BH: Hank Canals, our senior vice president of digital, has told me, “We’re exploring many different options to distribute our digital comics to the widest possible audience, including libraries.”
MC: Do you find that your staff and writers/artists read e-comics, print comics, or both?
BH: I would say this is evolving quickly. Up until a few months ago, I would have said the vast majority of writers and artists read comics primarily in print, but with the advent of our same-day digital release program, I think that is changing. The books look spectacular, and it really is a new way both to read our stories and appreciate the fantastic artwork.
MC: Do you have a feel for who your digital readers are: Younger? Older? Die-hard fans? Newbies? In all-print books, voracious readers of genre fiction like romance and mystery have taken to ebooks in a big way.

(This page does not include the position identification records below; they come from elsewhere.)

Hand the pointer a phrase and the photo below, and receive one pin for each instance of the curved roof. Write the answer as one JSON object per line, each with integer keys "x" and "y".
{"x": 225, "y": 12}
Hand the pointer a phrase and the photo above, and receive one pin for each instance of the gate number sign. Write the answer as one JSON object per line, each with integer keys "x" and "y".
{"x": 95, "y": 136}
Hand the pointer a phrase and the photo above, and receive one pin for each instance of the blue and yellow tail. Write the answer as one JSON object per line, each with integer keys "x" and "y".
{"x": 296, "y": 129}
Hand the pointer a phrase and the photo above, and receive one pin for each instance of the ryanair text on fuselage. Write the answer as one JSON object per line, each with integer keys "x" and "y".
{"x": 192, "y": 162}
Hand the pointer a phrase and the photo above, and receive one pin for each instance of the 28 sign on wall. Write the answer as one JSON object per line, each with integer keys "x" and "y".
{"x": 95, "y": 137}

BH: I really think it’s a mix of all of the above. Our readers are people who are looking to be entertained and excited by great stories, beautiful artwork, and dynamic characters. The great thing about digital is that it gives us the opportunity to reach a vastly wider audience. Our characters are a part of pop culture, but not everyone can get to the bookstore or the comics shop, but now they can download a comic and enjoy it anywhere, anytime.
MC: Digital access to DC comics could draw in more teens and twenty-something readers, but DC doesn’t have many comics for kids other than Tiny Titans. Do you have any plans for younger-age comics?
BH: We’re very excited by Tiny Titans, and we have other projects in the works. We’re keenly aware that we have a lot of younger fans out there who want stories that they can enjoy. It’s an area in which we definitely want to expand.
MC: For many fans, face-to-face relationships in social centers have been an important part of experiencing comics. Historically, this has happened in comics shops and at comics conventions, but now it’s in libraries also. Do you have ways you’d like libraries to attract and encourage new comics readers in a social setting? Parties? Signings? Art exhibits? Mini-cons?
BH: I think any of the above would be fantastic. Comics fans are above all readers. If local libraries provided a venue for fans to share their excitement, I think those libraries would discover they’ve opened their doors to a new generation of patrons.
MC: What do you wish libraries understood better about comics, the comics industry, and DC Comics?
BH: I would hope libraries understand that comics, and DC comics in particular, do not fit under one single definition. Comics can be about Superman battling aliens in a big, blazing cosmic adventure, or they can equally be about Swamp Thing learning about his inner humanity in a quiet story about loss. Comics are about characters so compelling that readers come back month after month, year after year, to see what happens next.
|Martha Cornog is a longtime reviewer for LJ and, with Timothy Perper, edited Graphic Novels Beyond the Basics: Insights and Issues for Libraries (Libraries Unlimited, 2009).